You’ve heard the old line about how a “rising tide lifts all boats?” In fact, the evidence shows that the “rising tide” of global economic growth is in fact lifting mostly yachts; meanwhile, a lot of people are getting dumped in the water.
Oxfam recently released new research that shows how people’s incomes are becoming more unequal in the world’s largest economies. Oxfam focused on the G20 countries because they are the self-appointed leaders of the global economy and, indeed, constitute more than 70 percent of the world’s GDP. A survey of the G20 countries shows that only four have made progress since 1990 in reducing inequality; 16 have seen the income gap grow, slowing or stopping progress to reduce poverty.
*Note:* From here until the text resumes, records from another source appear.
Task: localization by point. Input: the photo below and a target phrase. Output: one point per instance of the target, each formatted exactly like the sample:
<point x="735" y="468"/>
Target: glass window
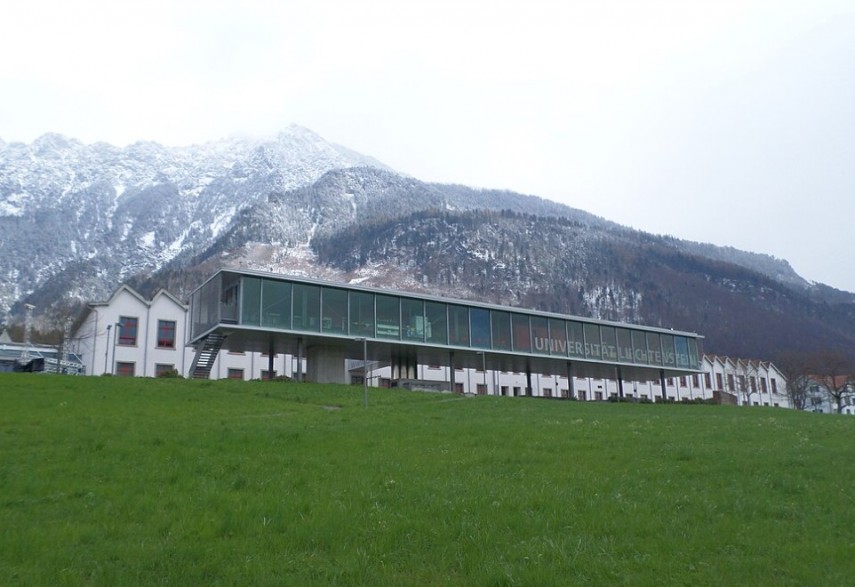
<point x="669" y="357"/>
<point x="275" y="304"/>
<point x="334" y="310"/>
<point x="161" y="368"/>
<point x="557" y="337"/>
<point x="540" y="334"/>
<point x="229" y="297"/>
<point x="128" y="328"/>
<point x="307" y="307"/>
<point x="480" y="320"/>
<point x="251" y="301"/>
<point x="576" y="341"/>
<point x="361" y="314"/>
<point x="608" y="350"/>
<point x="124" y="369"/>
<point x="639" y="347"/>
<point x="501" y="325"/>
<point x="458" y="325"/>
<point x="654" y="349"/>
<point x="592" y="341"/>
<point x="624" y="345"/>
<point x="436" y="328"/>
<point x="522" y="332"/>
<point x="166" y="334"/>
<point x="413" y="318"/>
<point x="388" y="317"/>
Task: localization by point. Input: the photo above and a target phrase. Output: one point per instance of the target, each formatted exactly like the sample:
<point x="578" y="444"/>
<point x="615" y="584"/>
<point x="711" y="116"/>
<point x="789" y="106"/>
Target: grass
<point x="110" y="481"/>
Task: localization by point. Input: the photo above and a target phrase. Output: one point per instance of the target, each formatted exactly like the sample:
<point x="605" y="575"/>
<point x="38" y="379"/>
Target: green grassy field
<point x="109" y="481"/>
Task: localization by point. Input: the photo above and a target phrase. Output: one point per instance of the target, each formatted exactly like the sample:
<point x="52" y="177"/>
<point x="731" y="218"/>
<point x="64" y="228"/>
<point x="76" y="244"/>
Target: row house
<point x="128" y="335"/>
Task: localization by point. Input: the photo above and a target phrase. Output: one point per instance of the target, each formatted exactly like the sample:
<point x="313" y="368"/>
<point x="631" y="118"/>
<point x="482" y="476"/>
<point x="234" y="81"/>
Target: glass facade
<point x="338" y="311"/>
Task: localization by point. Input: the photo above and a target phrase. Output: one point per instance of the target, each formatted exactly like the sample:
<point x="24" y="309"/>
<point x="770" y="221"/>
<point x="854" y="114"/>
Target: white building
<point x="820" y="400"/>
<point x="129" y="335"/>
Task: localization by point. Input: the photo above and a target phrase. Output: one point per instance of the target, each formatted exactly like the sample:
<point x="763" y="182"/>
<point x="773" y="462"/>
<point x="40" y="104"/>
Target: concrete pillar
<point x="327" y="364"/>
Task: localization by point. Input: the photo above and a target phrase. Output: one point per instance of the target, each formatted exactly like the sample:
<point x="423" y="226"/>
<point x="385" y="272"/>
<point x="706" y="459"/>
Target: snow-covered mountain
<point x="108" y="213"/>
<point x="77" y="220"/>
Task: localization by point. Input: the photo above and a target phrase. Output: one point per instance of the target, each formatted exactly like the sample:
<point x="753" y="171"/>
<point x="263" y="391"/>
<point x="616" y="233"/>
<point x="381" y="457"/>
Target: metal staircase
<point x="203" y="362"/>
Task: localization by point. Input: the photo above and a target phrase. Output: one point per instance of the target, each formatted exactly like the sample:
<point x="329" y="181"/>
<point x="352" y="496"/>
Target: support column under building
<point x="571" y="384"/>
<point x="403" y="367"/>
<point x="327" y="364"/>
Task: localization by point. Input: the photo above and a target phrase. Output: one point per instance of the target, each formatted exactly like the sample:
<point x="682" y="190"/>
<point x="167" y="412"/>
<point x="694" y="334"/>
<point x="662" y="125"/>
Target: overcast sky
<point x="731" y="122"/>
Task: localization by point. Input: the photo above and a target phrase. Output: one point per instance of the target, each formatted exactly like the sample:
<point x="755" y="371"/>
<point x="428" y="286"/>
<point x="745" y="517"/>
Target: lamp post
<point x="115" y="342"/>
<point x="364" y="370"/>
<point x="107" y="347"/>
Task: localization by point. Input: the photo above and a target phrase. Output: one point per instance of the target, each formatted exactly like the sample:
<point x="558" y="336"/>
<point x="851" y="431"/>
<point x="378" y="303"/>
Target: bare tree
<point x="58" y="324"/>
<point x="833" y="370"/>
<point x="795" y="366"/>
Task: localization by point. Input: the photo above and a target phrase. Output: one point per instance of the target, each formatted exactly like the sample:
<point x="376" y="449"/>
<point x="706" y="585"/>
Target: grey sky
<point x="730" y="122"/>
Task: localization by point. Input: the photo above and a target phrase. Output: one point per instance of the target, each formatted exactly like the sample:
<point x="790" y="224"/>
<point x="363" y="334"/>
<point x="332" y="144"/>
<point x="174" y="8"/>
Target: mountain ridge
<point x="156" y="216"/>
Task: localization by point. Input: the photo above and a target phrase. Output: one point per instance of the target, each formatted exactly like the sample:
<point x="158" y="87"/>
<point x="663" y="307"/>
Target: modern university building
<point x="326" y="324"/>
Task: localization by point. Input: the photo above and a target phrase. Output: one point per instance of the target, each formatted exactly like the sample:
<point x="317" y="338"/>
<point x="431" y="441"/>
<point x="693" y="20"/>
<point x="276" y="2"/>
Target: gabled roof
<point x="166" y="294"/>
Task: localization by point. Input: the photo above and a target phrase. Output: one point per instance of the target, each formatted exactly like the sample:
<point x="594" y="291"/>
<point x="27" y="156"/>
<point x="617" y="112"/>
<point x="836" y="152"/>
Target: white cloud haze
<point x="730" y="122"/>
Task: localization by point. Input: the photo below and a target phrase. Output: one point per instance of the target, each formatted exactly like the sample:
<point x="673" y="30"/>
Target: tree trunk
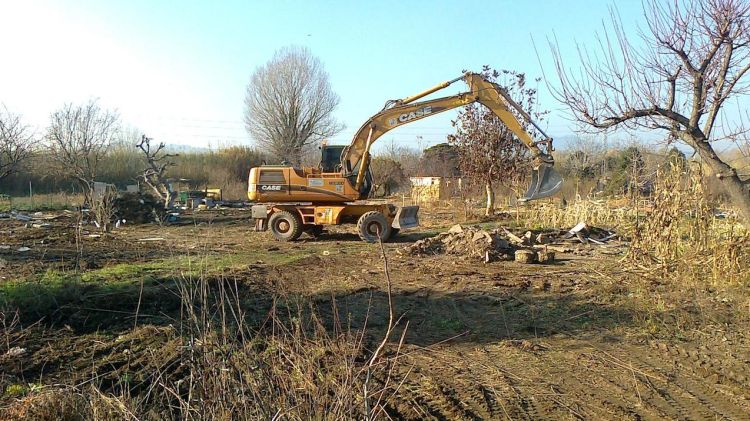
<point x="490" y="198"/>
<point x="738" y="193"/>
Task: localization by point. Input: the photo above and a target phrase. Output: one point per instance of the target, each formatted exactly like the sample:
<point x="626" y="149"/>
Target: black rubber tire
<point x="370" y="224"/>
<point x="285" y="226"/>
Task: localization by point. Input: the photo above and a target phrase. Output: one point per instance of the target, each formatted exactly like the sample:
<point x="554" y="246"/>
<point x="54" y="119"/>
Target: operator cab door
<point x="273" y="183"/>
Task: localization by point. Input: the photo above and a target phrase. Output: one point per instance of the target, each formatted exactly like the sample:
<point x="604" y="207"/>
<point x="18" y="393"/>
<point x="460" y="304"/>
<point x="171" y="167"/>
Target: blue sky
<point x="177" y="70"/>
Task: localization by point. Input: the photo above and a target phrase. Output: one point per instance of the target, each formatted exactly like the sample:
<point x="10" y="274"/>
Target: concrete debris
<point x="467" y="241"/>
<point x="525" y="256"/>
<point x="502" y="244"/>
<point x="16" y="352"/>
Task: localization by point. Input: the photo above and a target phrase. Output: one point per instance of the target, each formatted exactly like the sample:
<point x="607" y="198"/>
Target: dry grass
<point x="47" y="202"/>
<point x="215" y="364"/>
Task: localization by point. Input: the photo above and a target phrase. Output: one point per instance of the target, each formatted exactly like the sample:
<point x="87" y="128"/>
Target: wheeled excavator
<point x="292" y="200"/>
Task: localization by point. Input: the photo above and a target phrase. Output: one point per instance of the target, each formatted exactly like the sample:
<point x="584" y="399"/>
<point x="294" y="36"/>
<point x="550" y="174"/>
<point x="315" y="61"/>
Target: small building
<point x="432" y="189"/>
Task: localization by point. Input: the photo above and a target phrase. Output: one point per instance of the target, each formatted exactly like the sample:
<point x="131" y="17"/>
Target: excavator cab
<point x="330" y="161"/>
<point x="330" y="157"/>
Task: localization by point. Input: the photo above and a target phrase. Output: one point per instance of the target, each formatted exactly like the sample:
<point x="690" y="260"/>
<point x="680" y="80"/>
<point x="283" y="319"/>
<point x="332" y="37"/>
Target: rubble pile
<point x="137" y="208"/>
<point x="465" y="241"/>
<point x="501" y="244"/>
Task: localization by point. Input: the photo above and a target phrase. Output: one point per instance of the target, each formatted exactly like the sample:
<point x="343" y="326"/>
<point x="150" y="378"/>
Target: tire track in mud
<point x="674" y="390"/>
<point x="694" y="389"/>
<point x="580" y="382"/>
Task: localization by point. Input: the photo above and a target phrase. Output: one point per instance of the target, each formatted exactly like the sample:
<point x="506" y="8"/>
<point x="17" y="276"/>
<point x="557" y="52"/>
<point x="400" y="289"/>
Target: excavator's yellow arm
<point x="545" y="180"/>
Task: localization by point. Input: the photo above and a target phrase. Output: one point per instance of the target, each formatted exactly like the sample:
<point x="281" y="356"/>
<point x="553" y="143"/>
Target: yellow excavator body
<point x="308" y="198"/>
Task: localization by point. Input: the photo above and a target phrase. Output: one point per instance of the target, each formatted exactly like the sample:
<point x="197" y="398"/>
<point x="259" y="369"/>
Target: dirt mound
<point x="465" y="241"/>
<point x="526" y="247"/>
<point x="138" y="208"/>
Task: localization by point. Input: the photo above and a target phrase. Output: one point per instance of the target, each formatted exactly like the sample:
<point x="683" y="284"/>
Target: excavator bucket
<point x="406" y="217"/>
<point x="545" y="181"/>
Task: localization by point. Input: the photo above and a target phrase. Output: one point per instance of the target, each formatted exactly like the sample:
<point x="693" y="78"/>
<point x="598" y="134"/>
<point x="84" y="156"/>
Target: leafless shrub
<point x="289" y="104"/>
<point x="154" y="175"/>
<point x="103" y="208"/>
<point x="693" y="58"/>
<point x="16" y="142"/>
<point x="79" y="137"/>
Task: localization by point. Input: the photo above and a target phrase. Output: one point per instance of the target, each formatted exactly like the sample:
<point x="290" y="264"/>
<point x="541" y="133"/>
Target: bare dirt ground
<point x="579" y="339"/>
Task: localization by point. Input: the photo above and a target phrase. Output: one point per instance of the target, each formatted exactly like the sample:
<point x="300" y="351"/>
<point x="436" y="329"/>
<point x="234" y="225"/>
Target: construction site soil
<point x="498" y="340"/>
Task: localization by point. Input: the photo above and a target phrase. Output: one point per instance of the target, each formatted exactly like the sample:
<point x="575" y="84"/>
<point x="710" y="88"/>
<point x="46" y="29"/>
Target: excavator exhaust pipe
<point x="545" y="181"/>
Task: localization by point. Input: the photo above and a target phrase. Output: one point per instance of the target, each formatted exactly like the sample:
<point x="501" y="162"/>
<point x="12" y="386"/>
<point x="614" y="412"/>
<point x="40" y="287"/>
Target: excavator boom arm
<point x="545" y="181"/>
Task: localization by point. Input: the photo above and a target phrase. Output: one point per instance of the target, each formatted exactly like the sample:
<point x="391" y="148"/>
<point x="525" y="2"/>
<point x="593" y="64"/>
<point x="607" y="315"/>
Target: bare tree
<point x="154" y="175"/>
<point x="79" y="137"/>
<point x="489" y="154"/>
<point x="693" y="57"/>
<point x="289" y="104"/>
<point x="15" y="143"/>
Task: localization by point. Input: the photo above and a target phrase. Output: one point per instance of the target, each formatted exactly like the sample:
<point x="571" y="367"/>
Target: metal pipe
<point x="429" y="91"/>
<point x="365" y="162"/>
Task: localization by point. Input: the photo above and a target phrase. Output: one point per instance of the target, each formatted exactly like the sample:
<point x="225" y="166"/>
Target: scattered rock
<point x="545" y="256"/>
<point x="525" y="256"/>
<point x="456" y="229"/>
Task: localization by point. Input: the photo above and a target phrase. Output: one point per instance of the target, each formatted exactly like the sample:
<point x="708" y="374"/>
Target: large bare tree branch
<point x="79" y="137"/>
<point x="693" y="57"/>
<point x="289" y="104"/>
<point x="16" y="140"/>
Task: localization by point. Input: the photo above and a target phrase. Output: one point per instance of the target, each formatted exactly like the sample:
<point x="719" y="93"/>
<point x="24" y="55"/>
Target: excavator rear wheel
<point x="285" y="226"/>
<point x="372" y="224"/>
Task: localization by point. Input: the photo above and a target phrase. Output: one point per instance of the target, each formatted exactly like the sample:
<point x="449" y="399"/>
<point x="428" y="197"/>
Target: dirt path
<point x="484" y="341"/>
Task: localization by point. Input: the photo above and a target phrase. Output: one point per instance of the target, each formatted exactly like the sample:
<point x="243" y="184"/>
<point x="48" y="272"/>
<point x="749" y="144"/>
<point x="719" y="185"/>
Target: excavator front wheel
<point x="285" y="226"/>
<point x="373" y="224"/>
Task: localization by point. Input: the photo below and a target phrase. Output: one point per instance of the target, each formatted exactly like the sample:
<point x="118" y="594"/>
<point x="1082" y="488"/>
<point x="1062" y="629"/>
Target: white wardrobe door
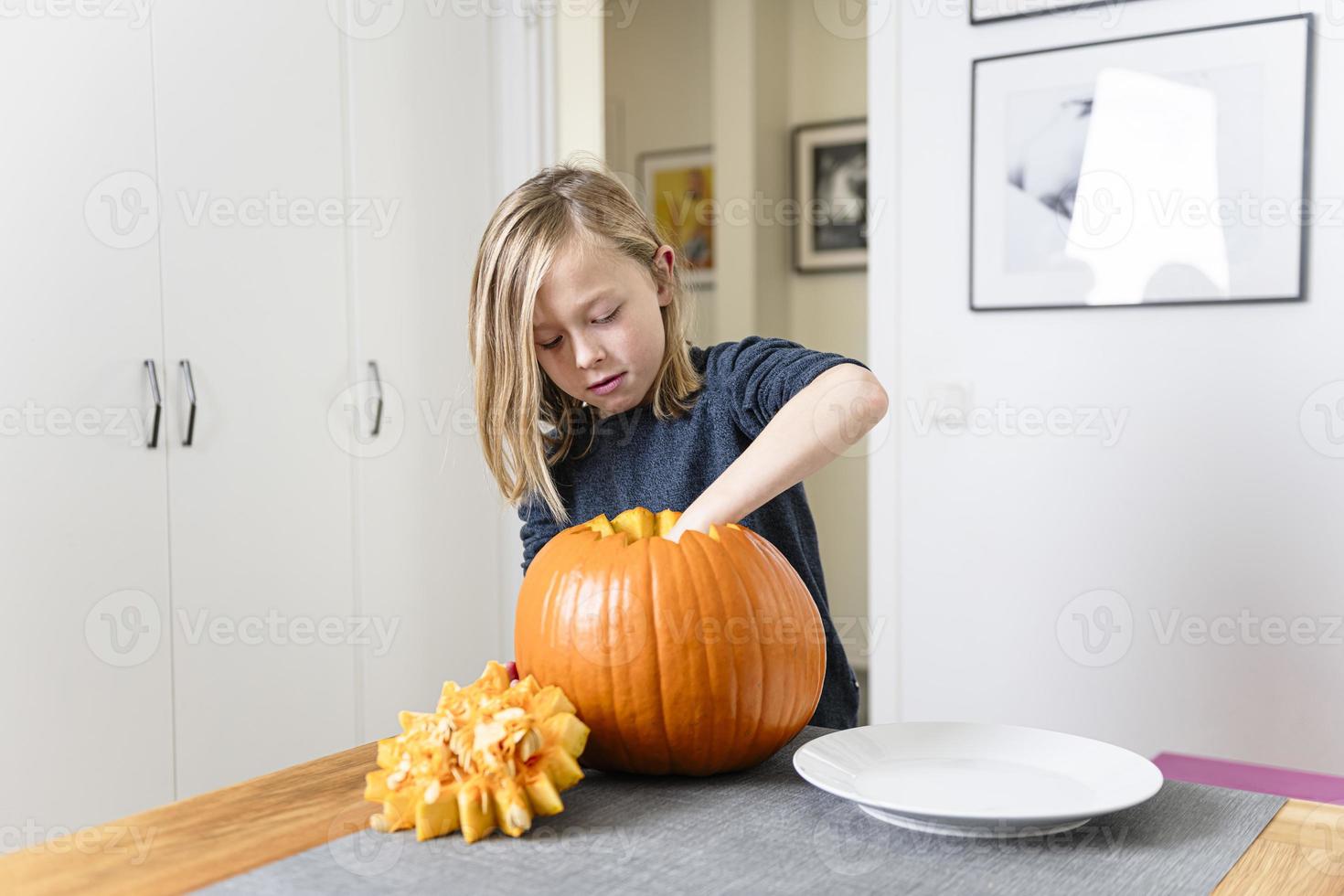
<point x="422" y="137"/>
<point x="251" y="143"/>
<point x="83" y="657"/>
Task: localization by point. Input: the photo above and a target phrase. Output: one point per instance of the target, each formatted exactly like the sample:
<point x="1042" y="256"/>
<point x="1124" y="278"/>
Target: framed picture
<point x="679" y="195"/>
<point x="831" y="189"/>
<point x="1163" y="169"/>
<point x="986" y="11"/>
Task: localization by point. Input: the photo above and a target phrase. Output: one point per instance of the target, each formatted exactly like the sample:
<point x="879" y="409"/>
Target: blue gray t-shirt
<point x="641" y="461"/>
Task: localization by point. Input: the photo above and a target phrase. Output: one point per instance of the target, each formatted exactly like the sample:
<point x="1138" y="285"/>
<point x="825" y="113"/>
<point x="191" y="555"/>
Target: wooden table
<point x="197" y="841"/>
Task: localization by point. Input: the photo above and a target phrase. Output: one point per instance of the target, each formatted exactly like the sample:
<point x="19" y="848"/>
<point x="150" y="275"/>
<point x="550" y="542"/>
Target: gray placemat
<point x="768" y="830"/>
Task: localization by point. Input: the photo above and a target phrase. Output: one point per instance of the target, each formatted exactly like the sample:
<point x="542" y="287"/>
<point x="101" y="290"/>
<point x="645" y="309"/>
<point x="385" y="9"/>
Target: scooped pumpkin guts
<point x="491" y="756"/>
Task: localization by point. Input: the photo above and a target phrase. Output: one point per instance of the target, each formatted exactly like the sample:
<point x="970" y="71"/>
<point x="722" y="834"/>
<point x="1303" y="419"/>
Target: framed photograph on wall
<point x="1171" y="168"/>
<point x="679" y="195"/>
<point x="986" y="11"/>
<point x="831" y="191"/>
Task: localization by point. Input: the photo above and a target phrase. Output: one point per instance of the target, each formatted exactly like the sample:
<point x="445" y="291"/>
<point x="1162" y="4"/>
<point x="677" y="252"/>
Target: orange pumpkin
<point x="684" y="657"/>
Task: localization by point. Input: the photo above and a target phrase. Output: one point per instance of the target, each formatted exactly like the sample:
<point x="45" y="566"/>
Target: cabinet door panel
<point x="86" y="703"/>
<point x="421" y="136"/>
<point x="251" y="140"/>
Not only is economic growth in those countries failing to “trickle down” to ordinary people, but the G20 economies are rapidly exhausting the natural resources they need to support our health and prosperity. That ecological burden falls most on the poor, who by and large lack the resources to cope with the resulting environmental degradation, particularly from climate change.
In the past, this inequality and ecological plunder would be seen as part of the cost of supporting economic growth. Conventional wisdom used to be that growth brings inequality; a rising tide lifts all boats, but rich boats rise faster, and that’s the cost of doing business. But this conventional wisdom is being shown to be false in practice; in fact, some of the planet’s fastest-growing economies are growing while reducing inequality, and reducing their ecological impact.
Mexico is a key case in point. Mexico has a history of unequal income and wealth distribution, as well as resource-intensive development. But over the past decade, Mexico has decreased inequality significantly, while reducing its rate of carbon emissions relative to economic growth (though emissions are still growing in Mexico, they are slowing as growth accelerates).
Some other G20 countries (Brazil, Argentina, Korea) are also managing to make growth work to reduce inequality. And several (the U.K., France, Germany) are learning how to grow while using a shrinking share of natural resources in absolute terms. But no industrialized country has yet figured out how to support economic growth in a way that won’t exhaust the planet’s resources. Only two G20 countries (India and Indonesia) are using less than their share of natural resources; if their current growth trends continue, that won’t last long, as their consumption increases along with growth.
But the positive examples — like Mexico’s reduced inequality or Germany’s reduced carbon footprint — show us that inequality and environmental ruin are not inevitable outcomes of economic growth. The world doesn’t need to stop growing in order to avoid inequality and protect the planet. Rather, smart policy choices can mean that more people can reap the benefits of growth, and for the long run. Those policy choices include investment in public goods like health and education, income support programs, and progressive taxation to reduce inequality; and investment in green tech and making the costs of carbon use transparent to reduce dependence on finite natural resources. By implementing these policies, countries can help more people keep their boats upright even as they encourage the tide of growth to roll in.